Le mouvement va dès lors protester ce jeudi à 20 heures devant le bâtiment du Grand Conseil genevois. Selon la RTS, cette action vise à dénoncer un projet du PLR local qui vise à interdire toute manifestation durant le sommet à Evian-les-Bains (F). La proposition sera justement débattue par les élus dans la soirée de jeudi.
La menace de «groupes extrémistes»
Egalement invitée dans Infrarouge, la Conseillère d'Etat genevoise Carole-Anne Kast a défendu le parcours imposé aux manifestants, basé selon elle, sur une analyse des risques et des menaces. «Il y a des groupes extrémistes, violents, de gauche comme de droite, qui peuvent profiter d'un sommet de ce type», a-t-elle notamment déclaré.

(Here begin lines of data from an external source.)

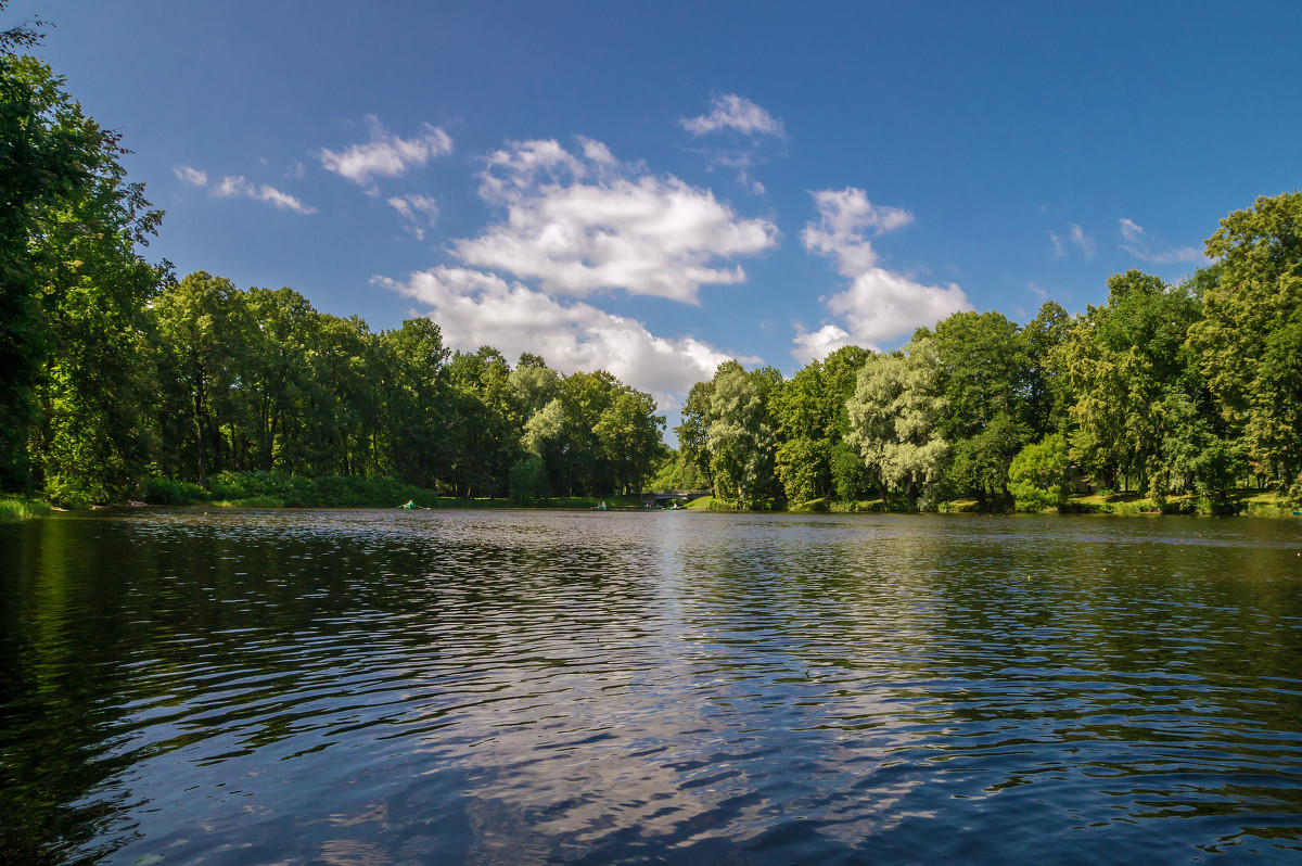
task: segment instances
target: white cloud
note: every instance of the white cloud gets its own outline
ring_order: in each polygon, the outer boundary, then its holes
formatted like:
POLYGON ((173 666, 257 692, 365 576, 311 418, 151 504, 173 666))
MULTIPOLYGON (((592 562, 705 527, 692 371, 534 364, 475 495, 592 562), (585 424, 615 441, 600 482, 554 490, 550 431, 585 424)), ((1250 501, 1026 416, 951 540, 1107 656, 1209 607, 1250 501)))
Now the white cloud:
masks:
POLYGON ((245 195, 247 198, 256 199, 259 202, 268 202, 275 204, 283 211, 294 211, 296 214, 315 214, 315 207, 309 207, 303 204, 298 198, 290 195, 289 193, 281 193, 275 186, 267 186, 266 184, 256 185, 250 184, 245 180, 243 175, 227 175, 221 178, 220 184, 214 184, 208 188, 208 193, 217 198, 232 198, 234 195, 245 195))
POLYGON ((1143 227, 1131 219, 1122 217, 1117 220, 1117 228, 1121 232, 1121 249, 1137 259, 1152 262, 1154 264, 1176 264, 1181 262, 1202 264, 1208 260, 1200 250, 1193 246, 1154 250, 1143 227))
POLYGON ((777 244, 777 227, 740 217, 713 193, 621 165, 600 142, 577 158, 555 141, 512 143, 487 159, 480 195, 506 219, 453 241, 466 264, 536 279, 553 293, 600 289, 697 302, 702 284, 746 279, 719 259, 777 244))
POLYGON ((439 203, 428 195, 395 195, 388 204, 402 215, 408 230, 418 241, 424 240, 424 229, 432 228, 439 217, 439 203))
POLYGON ((862 189, 824 189, 811 193, 819 210, 819 224, 809 223, 801 233, 805 249, 831 257, 842 276, 855 277, 876 263, 876 253, 862 232, 884 234, 909 223, 913 214, 898 207, 879 207, 862 189))
POLYGON ((1094 238, 1085 233, 1085 229, 1072 223, 1072 242, 1081 247, 1086 260, 1094 258, 1094 238))
POLYGON ((608 370, 655 396, 661 410, 676 409, 694 383, 710 379, 733 357, 694 337, 655 336, 641 322, 589 303, 560 303, 483 271, 436 267, 411 273, 404 283, 374 281, 428 307, 453 349, 495 345, 536 353, 561 372, 608 370))
POLYGON ((712 111, 708 115, 684 117, 678 122, 693 135, 704 135, 720 129, 734 129, 743 135, 783 134, 783 122, 745 96, 727 94, 712 99, 710 105, 712 111))
POLYGON ((878 264, 878 257, 865 229, 876 234, 913 221, 913 215, 896 207, 868 202, 859 189, 812 193, 819 223, 805 227, 805 249, 832 258, 850 286, 824 300, 828 313, 838 319, 816 331, 797 326, 792 354, 802 363, 823 358, 844 345, 876 349, 879 344, 909 335, 919 326, 931 326, 953 313, 974 309, 967 296, 950 283, 948 286, 923 285, 878 264))
POLYGON ((232 195, 240 195, 249 188, 249 182, 243 178, 243 175, 227 175, 221 178, 220 184, 214 184, 208 190, 217 198, 230 198, 232 195))
POLYGON ((398 138, 387 132, 374 115, 366 117, 371 141, 353 145, 336 154, 322 148, 322 165, 359 186, 372 186, 375 177, 401 177, 409 169, 424 165, 434 156, 452 152, 452 137, 436 126, 422 124, 415 138, 398 138))
POLYGON ((206 186, 208 182, 208 176, 204 172, 201 172, 198 168, 190 168, 189 165, 177 165, 172 169, 172 173, 186 184, 193 184, 194 186, 206 186))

Après l'annonce du tracé, Carole-Anne Kast s'était également entretenue avec watson. Elle avait notamment évoqué des mesures décidées en raison des «contraintes sécuritaires exceptionnelles» du G7. «Nous devons garantir la sécurité d’un sommet international, et donc ce n’est pas une situation habituelle», a-t-elle assuré.